Under a given set of conditions, perceived brightness is linearly related to CRT gray scale values (Wandell, 1995). For the sake of simplicity, we have presented the results in terms of the median percentage difference in the gray scale adjustments made in the two remote test areas to match the apparent brightness of the two flanking territories in the Cornsweet stimulus.
Statistical comparisons. The perceived differences in the relative brightness of the territories on either side of the Cornsweet edge were taken as the average of the two trials for each subject, expressed as medians and ranges (see Table 1). The Friedman repeated measures on ranks test, followed by a pairwise multiple comparison procedure (Student–Newman–Keuls), was used to determine the levels of significance shown in Table 1. We specifically chose the Friedman test, which is the nonparametric equivalent of the repeated measures ANOVA test, because the variance of performance among the images tested was different, and because each subject viewed multiple images.
The Cornsweet illusion
The most thoroughly studied of the several Craik–O’Brien–Cornsweet edge effects is the so-called Cornsweet illusion (Cornsweet, 1970) (see also O’Brien, 1959; Craik, 1966;Kingdom and Moulden, 1988). In this illusion (Fig.2), equiluminant territories adjoining opposing light and dark luminance gradients along a step boundary are filled in with brightness values that are different from one another, thus making it obvious that the perception of the stimulus does not accord with its actual luminances. In a standard presentation such as that in Figure 2 B, the territory adjacent to the light gradient appears brighter (lighter) than the territory adjoining the dark gradient. On average, subjects viewing this stimulus perceived a difference of 10% between the lighter and darker territories (Table1).
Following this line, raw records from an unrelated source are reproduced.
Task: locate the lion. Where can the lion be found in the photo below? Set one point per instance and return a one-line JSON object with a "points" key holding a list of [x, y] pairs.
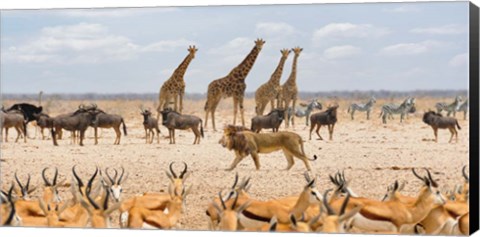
{"points": [[245, 142]]}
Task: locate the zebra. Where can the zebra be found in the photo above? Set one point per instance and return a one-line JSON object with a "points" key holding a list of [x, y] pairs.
{"points": [[408, 106], [362, 107], [450, 108], [464, 107], [304, 112]]}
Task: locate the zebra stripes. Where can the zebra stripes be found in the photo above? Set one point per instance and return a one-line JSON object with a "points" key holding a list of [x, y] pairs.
{"points": [[362, 107], [450, 108], [464, 108], [403, 109], [300, 112]]}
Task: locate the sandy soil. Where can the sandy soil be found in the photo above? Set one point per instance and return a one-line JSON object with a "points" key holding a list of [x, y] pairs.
{"points": [[373, 155]]}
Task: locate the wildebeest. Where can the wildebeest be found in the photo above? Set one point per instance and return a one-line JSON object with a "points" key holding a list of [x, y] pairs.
{"points": [[80, 120], [450, 108], [327, 117], [13, 118], [436, 121], [367, 107], [150, 124], [104, 120], [27, 110], [43, 121], [272, 120], [173, 120]]}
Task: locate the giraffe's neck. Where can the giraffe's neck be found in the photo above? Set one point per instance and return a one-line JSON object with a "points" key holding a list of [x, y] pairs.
{"points": [[241, 71], [293, 75], [275, 79], [182, 68]]}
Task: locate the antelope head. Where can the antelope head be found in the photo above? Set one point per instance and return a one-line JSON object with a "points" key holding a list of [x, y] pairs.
{"points": [[228, 214], [335, 222], [310, 194], [52, 211], [392, 190], [50, 193], [24, 191], [12, 219], [178, 181], [114, 184], [430, 190], [237, 189], [78, 187], [99, 215], [341, 185]]}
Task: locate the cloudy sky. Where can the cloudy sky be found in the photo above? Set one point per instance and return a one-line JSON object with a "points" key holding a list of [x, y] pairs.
{"points": [[385, 46]]}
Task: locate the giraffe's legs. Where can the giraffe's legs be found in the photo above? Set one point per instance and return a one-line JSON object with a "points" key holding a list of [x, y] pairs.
{"points": [[175, 101], [206, 117], [286, 103], [213, 116], [235, 109], [293, 109], [181, 100], [240, 100]]}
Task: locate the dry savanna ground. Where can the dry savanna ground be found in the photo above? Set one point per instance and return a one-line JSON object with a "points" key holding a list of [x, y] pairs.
{"points": [[373, 155]]}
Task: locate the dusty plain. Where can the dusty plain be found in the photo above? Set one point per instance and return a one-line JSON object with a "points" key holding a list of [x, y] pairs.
{"points": [[372, 154]]}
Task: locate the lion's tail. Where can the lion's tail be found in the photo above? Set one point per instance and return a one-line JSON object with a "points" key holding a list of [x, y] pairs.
{"points": [[301, 145]]}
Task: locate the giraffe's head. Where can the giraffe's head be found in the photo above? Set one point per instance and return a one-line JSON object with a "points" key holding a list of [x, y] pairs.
{"points": [[192, 50], [285, 52], [259, 43], [297, 50]]}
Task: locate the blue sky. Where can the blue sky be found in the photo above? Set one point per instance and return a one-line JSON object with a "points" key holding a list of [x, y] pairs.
{"points": [[381, 46]]}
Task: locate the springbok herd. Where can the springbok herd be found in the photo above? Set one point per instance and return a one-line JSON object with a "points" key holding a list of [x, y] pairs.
{"points": [[95, 199], [333, 209]]}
Sources of luminance gradients
To understand how the Cornsweet stimulus might elicit these effects in a manner akin to the empirical generation of simultaneous brightness contrast illusions and Mach bands (Williams et al., 1998a,b; Lotto et al., 1999a,b), we first considered the possible sources of the luminance gradients that give rise to the standard illusion.
Luminance gradients are generated in one of two general ways: (1) from changes in the reflectance of surfaces or (2) from changes in the illumination of surfaces. Examples of luminance gradients arising from graded differences in the material properties (reflectances) of surfaces are illustrated in Figure3 A. The sources of luminance gradients arising from graded differences of surface illumination are more varied and can be generated by (1) partial occlusion of an extended light source, which results in penumbras at the edges of shadows; (2) surface curvature, which alters the intensity of light reaching the surface as a function of the angle of incidence; (3) graded transmittance of objects, which also alters the amount of light reaching the eye from the surface in question; and (4) progressive diminishment of the light that reaches a surface as a function of distance from the origin of the light (Fig.3 B). Whatever the source of a specific stimulus, a luminance gradient that arises from illumination generally signifies a variation in the amount of light reaching the eye from the object in question. As a result, the territory flanking the lighter edge of a luminance gradient based on illumination is typically more intensely lit than the territory flanking the darker edge. A luminance gradient arising from the reflectance properties of an object, on the other hand, does not imply this association, because the territories adjoining such gradients are usually illuminated to the same degree, as indicated in the examples in Figure 3 A. In short, the luminances of the territories adjoining a gradient based on illumination usually have a different significance than the territories adjoining a luminance gradient based on reflectances.
Possible sources of the luminance gradients in the Cornsweet stimulus
Although many specific sources could give rise to the standard Cornsweet stimulus (or something like it) (e.g., an evenly illuminated surface on which the gradients are painted; a “valley” in the plane of the territories adjoining the gradients; a “ridge” in the plane of the two adjoining territories and so on), such instances will typically have represented one of the two major categories of luminance gradients described in Figure 3: an opposing pair of gradients arising from reflectance properties or opposing gradients based on differences of illumination (Fig.4).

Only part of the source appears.